The main concern for freshwater tanks when it comes to KH is to keep your pH stable. With your low KH, you run the risk of your pH crashing which can kill your inhabitants. Other than that, aside from CO2 and nitrogen, the GH will provide the plants with much needed calcium, magnesium, etc.

Now as for your last paragraph, I'm sorry to say that I can't help you with that. My tank is a Walstad tank so I don't add fertilizers to it because extra fish food supplies the nutrients needed for the plants.

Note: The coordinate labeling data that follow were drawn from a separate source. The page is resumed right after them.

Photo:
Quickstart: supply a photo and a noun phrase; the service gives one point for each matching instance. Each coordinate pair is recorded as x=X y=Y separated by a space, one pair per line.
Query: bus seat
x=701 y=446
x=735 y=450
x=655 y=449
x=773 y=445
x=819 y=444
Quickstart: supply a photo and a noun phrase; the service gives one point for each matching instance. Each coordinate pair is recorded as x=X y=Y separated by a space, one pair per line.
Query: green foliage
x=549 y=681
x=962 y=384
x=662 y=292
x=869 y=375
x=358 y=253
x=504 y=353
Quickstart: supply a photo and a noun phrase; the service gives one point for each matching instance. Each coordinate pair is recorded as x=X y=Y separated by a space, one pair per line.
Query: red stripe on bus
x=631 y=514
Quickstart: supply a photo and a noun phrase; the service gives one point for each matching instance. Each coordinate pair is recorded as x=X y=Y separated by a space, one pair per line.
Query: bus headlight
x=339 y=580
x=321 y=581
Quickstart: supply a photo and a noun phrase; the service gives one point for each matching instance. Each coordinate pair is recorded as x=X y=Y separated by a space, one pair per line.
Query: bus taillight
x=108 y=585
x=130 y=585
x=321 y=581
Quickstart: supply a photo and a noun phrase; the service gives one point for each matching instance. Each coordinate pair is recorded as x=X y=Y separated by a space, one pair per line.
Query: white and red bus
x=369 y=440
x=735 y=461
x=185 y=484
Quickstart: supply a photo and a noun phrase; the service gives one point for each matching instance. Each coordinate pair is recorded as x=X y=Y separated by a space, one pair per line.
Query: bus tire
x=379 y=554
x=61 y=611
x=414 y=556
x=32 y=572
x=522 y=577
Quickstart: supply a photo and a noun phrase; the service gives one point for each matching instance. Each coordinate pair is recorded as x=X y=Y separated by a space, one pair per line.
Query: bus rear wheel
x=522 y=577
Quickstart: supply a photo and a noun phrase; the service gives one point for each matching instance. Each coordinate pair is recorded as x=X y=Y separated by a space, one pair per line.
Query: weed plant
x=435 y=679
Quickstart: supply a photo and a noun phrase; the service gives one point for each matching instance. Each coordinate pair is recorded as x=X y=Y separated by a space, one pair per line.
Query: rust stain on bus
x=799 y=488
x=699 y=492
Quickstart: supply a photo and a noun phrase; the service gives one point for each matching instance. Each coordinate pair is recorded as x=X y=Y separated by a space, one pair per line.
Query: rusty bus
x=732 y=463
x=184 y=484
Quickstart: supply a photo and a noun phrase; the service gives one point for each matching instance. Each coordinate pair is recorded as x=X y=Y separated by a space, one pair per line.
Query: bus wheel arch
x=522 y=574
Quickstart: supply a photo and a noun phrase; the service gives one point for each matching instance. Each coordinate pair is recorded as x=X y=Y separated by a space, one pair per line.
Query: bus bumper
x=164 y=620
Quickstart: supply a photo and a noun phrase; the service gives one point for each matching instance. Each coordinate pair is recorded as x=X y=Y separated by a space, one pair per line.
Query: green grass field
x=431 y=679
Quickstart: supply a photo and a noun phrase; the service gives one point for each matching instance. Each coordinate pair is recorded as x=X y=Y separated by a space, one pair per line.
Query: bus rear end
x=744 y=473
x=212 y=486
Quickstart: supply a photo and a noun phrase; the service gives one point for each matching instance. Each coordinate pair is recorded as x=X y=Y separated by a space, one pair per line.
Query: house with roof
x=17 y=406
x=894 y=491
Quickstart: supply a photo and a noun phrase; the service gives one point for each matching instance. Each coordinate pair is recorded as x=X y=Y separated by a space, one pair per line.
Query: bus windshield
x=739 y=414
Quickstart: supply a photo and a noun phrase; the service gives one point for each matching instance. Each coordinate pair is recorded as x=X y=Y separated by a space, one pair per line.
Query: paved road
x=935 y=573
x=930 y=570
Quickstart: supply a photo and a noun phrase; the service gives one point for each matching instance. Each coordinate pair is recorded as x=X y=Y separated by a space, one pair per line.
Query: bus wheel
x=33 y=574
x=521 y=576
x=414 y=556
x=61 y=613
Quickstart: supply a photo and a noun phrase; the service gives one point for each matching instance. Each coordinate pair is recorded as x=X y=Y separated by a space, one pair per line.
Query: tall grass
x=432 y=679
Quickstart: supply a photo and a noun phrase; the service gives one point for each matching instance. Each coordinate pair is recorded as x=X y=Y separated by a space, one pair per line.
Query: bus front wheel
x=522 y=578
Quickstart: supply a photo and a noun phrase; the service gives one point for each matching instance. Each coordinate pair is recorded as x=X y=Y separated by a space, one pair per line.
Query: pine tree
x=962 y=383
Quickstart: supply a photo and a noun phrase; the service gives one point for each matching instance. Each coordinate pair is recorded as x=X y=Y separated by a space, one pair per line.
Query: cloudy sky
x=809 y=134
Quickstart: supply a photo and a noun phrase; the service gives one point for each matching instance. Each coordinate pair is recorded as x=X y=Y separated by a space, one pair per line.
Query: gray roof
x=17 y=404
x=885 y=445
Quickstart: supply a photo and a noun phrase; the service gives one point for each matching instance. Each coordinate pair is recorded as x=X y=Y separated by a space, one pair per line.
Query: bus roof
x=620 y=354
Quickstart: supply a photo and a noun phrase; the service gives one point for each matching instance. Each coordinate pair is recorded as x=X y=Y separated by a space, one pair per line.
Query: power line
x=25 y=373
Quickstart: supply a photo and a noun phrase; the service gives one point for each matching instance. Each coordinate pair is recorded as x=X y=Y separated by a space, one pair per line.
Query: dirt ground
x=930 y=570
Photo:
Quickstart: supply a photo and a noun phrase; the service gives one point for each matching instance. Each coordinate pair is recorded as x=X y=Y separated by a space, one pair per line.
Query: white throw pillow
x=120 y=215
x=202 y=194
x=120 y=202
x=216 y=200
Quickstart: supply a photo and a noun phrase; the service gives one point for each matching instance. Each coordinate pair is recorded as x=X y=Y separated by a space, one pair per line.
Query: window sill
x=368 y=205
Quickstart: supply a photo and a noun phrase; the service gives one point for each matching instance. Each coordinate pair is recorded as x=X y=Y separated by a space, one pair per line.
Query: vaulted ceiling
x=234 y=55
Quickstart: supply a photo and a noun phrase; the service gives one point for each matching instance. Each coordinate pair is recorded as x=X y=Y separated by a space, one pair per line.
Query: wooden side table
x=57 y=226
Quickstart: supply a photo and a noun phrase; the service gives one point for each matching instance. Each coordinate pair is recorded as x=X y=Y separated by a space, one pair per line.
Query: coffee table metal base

Funny enough, in most PH crashes, it is the large changes in the KH that stress/kill fish...PH changes are relatively benign by comparison so long as they don't fall so far that the fish cannot survive the new Ph level at all (IE a mbuna tank falling into the 4's). People with high tech tanks regularly have the PH shift by 1 or more over the day due to the CO2 coming on and off, but since nothing else changes that does not bother the fish and inverts in such tanks so long as the PH does not dip below their tolerance range (my 'high tech' tanks all use yeast reactors, so these regular shifts do not occur for me...the only time they might occur is when I switch out a reactor for a new one every 2 weeks, but since I always do that after the photoperiod ends the plants are not obviously affected). Not to say I am skipping the KH (which many animals need anyway)...after all, most animals appropriate for such a small walstad tank as this (neocaridina shrimp, Heterandria formosa, snails, etc) need the KH to osmoregulate, and in a low CO2 environment like a walstad tank many plants are likely to resort to using carbonates as a carbon source (and thus removing KH from the water)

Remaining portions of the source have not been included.